К воцерковлению я подготовился слабо. Прочел, конечно, Евангелие, а еще «Бабочку в ладони» А. Ткаченко и «Сын человеческий» прот. А.Меня, почерпнул ощущение гуманизма современных православных общин и запомнил выражение: при виде слабостей ближнего мы не должны выносить ему приговор, а сострадать, памятуя о собственной греховности. Никаких книг по богослужению я не прочел. Так что приходилось смотреть за прихожанами и копировать их действия. В общине никто из прихожан мной не поинтересовался, не спросил, нужно ли что-то подсказать, объяснить.

Но батюшка со мной побеседовал. При первом же моем появлении в церкви. Побеседовал мимоходом в дверях – шли в разные стороны. Я сказал, что об этой церкви мне сообщила знакомая, а ей сказал один из прихожан. Она тогда хотела окреститься.
– У вас отношения? – сразу спросил отец Василий.
– Мне уже шестьдесят семь, а она молодая женщина. Какие «отношения»? Нет ничего, – сказал я, удивившись быстроте перехода к такой теме.
– Вы не знаете, какие бывают мужчины! – быстро возразил батюшка.
– Наверно! Но отношений нет, – ответил я и дальше рассказал ему о проблемах с сахаром, постами и поиском выхода из положения. Меня беспокоило именно это. Отец Василий, однако, не проявил интереса, не стал возражать против того, что я узнал из телепередачи и ничего не посоветовал.
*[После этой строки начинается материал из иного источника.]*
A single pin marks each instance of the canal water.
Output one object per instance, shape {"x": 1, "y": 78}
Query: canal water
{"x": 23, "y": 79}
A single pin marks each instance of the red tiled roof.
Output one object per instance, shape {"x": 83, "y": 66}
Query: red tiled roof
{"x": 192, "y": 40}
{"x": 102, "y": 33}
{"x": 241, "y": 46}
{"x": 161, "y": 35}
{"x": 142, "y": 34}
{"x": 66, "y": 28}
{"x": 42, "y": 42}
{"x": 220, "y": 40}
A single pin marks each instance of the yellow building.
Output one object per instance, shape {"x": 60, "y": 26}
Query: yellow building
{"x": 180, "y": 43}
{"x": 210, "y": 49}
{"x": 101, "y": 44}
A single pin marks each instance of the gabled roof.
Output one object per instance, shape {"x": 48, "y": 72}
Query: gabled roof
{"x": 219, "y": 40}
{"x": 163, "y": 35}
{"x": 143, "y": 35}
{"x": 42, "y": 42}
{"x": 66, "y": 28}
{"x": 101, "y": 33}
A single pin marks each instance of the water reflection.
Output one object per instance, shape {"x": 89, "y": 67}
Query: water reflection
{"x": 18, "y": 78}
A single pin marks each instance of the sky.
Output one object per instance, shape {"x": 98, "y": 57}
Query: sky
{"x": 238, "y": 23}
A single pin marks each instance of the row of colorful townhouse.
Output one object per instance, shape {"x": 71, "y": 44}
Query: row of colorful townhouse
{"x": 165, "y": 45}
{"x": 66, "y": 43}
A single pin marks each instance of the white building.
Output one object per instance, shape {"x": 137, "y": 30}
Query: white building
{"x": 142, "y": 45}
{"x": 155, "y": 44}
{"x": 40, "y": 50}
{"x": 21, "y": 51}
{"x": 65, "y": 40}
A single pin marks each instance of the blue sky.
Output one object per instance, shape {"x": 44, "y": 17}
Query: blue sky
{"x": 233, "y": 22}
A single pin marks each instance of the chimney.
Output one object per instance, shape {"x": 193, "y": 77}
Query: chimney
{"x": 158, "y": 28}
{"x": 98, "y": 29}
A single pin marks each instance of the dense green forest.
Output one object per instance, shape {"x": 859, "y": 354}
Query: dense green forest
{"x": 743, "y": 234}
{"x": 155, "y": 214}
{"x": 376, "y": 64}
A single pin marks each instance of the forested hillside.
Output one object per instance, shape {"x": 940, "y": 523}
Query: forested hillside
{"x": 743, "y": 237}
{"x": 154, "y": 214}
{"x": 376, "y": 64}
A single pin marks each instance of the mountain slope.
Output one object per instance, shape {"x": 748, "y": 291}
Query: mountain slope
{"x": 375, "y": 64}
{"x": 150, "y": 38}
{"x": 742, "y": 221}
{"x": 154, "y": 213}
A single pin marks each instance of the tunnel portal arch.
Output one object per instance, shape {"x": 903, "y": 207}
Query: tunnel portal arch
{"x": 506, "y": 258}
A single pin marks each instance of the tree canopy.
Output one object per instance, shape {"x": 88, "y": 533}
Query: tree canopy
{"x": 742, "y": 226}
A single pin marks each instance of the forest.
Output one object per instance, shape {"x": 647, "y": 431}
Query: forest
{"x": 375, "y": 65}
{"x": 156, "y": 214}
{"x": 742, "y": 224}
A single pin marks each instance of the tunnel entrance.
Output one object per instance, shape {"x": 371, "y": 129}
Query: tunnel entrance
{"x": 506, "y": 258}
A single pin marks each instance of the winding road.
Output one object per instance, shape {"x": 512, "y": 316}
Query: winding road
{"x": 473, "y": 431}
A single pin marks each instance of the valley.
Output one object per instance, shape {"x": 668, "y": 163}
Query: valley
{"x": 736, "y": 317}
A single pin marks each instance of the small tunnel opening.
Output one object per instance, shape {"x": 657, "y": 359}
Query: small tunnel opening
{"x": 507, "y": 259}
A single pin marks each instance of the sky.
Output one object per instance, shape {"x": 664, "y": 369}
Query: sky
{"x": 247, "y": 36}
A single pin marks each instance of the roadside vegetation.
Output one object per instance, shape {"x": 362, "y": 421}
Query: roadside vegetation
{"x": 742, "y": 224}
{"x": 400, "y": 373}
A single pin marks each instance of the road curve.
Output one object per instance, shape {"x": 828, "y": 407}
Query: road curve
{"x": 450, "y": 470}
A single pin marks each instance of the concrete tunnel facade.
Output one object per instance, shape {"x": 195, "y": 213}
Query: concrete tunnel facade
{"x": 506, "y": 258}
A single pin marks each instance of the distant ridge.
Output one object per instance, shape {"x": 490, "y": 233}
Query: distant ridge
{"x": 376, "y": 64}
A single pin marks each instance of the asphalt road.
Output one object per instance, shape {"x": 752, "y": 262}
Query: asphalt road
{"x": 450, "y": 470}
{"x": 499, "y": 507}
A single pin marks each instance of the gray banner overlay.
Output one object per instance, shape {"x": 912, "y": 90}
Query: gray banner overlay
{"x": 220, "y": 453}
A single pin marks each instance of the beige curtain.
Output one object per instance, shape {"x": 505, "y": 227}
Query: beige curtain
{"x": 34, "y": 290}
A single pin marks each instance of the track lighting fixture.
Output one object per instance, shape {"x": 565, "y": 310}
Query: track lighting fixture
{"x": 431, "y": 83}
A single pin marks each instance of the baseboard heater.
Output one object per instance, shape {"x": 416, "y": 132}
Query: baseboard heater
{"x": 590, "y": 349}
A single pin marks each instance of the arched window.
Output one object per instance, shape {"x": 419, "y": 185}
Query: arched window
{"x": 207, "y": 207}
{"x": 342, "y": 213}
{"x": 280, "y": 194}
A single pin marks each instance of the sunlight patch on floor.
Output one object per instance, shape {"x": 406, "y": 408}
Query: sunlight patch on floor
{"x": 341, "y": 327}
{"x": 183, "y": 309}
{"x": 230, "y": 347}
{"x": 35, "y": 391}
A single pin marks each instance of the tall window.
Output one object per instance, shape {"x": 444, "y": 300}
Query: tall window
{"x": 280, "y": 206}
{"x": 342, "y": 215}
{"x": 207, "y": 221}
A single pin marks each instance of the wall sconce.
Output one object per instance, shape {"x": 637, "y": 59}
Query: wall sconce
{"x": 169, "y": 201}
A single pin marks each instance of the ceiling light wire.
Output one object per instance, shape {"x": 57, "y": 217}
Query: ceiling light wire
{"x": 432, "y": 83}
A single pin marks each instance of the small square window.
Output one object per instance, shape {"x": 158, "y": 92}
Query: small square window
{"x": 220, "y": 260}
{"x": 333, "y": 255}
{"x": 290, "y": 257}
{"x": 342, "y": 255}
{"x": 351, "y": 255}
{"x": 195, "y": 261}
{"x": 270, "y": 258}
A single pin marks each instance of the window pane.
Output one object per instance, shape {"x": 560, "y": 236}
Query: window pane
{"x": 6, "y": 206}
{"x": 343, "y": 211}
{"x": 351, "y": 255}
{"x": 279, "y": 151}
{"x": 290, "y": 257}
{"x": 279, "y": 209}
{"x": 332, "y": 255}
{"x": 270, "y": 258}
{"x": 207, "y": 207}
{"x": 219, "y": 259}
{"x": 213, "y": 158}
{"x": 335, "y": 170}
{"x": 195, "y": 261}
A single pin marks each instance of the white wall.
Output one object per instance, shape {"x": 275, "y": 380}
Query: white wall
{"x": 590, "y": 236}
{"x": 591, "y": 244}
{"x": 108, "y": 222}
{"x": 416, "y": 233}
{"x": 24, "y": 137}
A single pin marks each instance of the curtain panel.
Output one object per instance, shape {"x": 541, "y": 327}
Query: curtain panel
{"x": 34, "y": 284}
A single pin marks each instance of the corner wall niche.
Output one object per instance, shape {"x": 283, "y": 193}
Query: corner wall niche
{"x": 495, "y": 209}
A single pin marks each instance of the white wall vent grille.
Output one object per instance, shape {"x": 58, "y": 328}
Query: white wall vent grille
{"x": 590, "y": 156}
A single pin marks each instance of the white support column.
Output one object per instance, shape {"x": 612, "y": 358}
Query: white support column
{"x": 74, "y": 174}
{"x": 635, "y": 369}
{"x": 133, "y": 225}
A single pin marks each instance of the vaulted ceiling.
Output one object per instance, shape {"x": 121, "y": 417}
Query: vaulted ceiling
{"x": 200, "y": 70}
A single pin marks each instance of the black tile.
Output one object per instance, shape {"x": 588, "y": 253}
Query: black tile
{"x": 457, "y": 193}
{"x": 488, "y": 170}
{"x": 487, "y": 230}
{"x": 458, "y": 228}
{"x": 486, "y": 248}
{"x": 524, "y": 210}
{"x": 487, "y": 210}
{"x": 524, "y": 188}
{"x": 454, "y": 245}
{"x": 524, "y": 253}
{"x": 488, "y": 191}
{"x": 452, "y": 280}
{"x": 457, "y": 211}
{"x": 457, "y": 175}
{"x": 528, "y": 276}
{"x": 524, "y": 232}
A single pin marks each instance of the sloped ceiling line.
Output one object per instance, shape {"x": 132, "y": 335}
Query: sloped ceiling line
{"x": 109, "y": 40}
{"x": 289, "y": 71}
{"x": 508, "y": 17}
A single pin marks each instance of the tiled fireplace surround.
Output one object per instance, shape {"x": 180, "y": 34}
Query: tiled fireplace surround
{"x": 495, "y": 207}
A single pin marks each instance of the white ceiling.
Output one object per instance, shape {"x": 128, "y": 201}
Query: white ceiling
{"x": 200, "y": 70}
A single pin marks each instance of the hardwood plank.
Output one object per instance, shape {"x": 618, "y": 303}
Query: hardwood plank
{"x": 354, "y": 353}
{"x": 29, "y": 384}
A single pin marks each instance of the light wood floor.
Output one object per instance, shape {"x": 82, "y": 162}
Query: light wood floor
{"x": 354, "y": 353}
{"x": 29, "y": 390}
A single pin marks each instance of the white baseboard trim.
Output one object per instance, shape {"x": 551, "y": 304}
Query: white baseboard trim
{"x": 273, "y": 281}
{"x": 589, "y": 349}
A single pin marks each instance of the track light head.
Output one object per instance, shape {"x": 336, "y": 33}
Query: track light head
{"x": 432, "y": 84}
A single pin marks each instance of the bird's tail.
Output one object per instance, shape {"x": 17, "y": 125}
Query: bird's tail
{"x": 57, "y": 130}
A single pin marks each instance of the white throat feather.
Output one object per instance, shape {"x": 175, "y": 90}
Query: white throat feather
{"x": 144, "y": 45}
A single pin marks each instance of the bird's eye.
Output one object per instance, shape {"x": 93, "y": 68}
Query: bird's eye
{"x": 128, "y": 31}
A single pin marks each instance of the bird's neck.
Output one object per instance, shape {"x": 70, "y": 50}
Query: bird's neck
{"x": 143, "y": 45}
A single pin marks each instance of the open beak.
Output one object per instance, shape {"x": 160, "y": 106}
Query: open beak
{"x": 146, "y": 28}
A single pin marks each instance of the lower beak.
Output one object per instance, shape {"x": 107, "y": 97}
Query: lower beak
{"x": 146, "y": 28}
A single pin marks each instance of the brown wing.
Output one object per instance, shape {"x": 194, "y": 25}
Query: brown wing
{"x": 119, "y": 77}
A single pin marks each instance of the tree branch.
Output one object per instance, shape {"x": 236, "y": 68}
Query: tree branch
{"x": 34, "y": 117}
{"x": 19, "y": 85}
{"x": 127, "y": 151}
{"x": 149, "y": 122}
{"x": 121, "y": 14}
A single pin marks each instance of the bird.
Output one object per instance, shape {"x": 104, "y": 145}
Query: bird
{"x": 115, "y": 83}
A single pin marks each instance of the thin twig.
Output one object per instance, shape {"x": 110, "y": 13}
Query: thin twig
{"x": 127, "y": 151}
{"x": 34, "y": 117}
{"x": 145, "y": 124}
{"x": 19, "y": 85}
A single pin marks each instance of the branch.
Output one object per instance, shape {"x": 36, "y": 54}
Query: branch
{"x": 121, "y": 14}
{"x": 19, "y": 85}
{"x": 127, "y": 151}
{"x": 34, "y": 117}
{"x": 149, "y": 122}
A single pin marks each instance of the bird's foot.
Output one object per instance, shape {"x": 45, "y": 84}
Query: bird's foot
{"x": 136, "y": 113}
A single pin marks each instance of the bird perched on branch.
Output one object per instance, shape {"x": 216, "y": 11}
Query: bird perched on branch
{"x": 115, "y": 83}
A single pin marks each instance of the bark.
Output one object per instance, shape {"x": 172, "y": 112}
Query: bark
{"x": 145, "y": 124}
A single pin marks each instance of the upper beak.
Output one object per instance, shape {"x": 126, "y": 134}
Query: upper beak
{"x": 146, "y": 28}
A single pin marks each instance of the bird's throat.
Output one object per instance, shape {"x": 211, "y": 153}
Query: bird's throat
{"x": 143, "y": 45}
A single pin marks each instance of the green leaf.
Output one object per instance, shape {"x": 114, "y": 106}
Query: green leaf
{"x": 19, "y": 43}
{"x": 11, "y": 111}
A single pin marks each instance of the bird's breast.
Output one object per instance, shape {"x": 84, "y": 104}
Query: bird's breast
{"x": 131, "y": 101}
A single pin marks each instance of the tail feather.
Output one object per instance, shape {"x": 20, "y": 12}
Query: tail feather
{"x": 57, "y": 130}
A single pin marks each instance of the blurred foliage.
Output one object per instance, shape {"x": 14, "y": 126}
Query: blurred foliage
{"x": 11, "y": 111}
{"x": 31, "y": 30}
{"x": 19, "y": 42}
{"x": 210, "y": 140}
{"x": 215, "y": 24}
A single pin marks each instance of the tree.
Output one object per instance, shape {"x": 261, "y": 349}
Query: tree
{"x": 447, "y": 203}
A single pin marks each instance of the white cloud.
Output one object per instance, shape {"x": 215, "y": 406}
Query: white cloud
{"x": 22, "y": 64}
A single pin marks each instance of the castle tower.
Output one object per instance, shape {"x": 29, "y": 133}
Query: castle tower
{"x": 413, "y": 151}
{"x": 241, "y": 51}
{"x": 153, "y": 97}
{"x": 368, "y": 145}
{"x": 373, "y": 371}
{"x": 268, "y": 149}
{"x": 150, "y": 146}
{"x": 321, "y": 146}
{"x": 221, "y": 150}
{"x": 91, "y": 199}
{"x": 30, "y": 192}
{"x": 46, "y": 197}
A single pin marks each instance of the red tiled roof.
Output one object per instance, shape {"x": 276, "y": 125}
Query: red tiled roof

Я долго не решался отдавать записки на проскомидию. Видимых причин для ожидания не было, кроме того, что, по моему мнению, сначала надо было некоторое время ходить в церковь и постепенно в ней осваиваться. Свечки ставил и молился за мать и бабушку регулярно. И вот однажды решился. Написал в записке «О упокоении» имя мамы – «Ирмина» и бабушки – «Эмилия». Бабушка была католичкой и дала католическое имя маме. Уверен, дед с бабкой окрестили в католичество и мать, хоть я с ней об этом никогда не беседовал. Записки не приняли. Женщина, Матрена Тимофеевна, сказала, что имена не святочные, потребовала, чтобы я назвал имена, данные при православном крещении. Я их не знал. Да и думал, что в православие мать и бабка не крестились. В этот момент я почувствовал себя посторонним в общине, хотя и попробовал поспорить. Женщины в очереди зашумели, посоветовали мне не мешать, отойти в сторону. Я так и сделал. На исповеди сказал батюшке, что чувствую разочарование. Он подошел к Матрене Тимофеевне и объяснил, что записки с такими именами принимать можно. Но я решил разобраться в проблеме. Опыта не хождения в церковь у меня было достаточно.

В моем распоряжении был Интернет и путеводитель Б.Воздвиженского, «Православное богослужение». Оказалось, что в записку «на проскомидию» можно вносить имена только крещеных православных людей. Объясняя ситуацию, протоиерей Игорь Белов написал:

«В древности с апостольских времен Литургию христиане всегда служили на одном хлебе и одной чаше, как совершил сам Господь. На Западе так оно и сохранялось. На Востоке же в дальнейшем, как выразился архимандрит Киприан, «Византия вплела в литургическую ткань много богословских и мистических узоров». В частности, после выбора лучшего из нескольких принесенных хлебов для Агнца, из оставшихся стали вынимать частички в память о принесших и полагать их на дискосе рядом с Агнцем (таковая литургическая практика фиксируется примерно с XI века, до этого времени оставшиеся хлебы просто возносились с произнесением имени принесшего), которые в свою очередь символизируют наши дары и жертвы Богу.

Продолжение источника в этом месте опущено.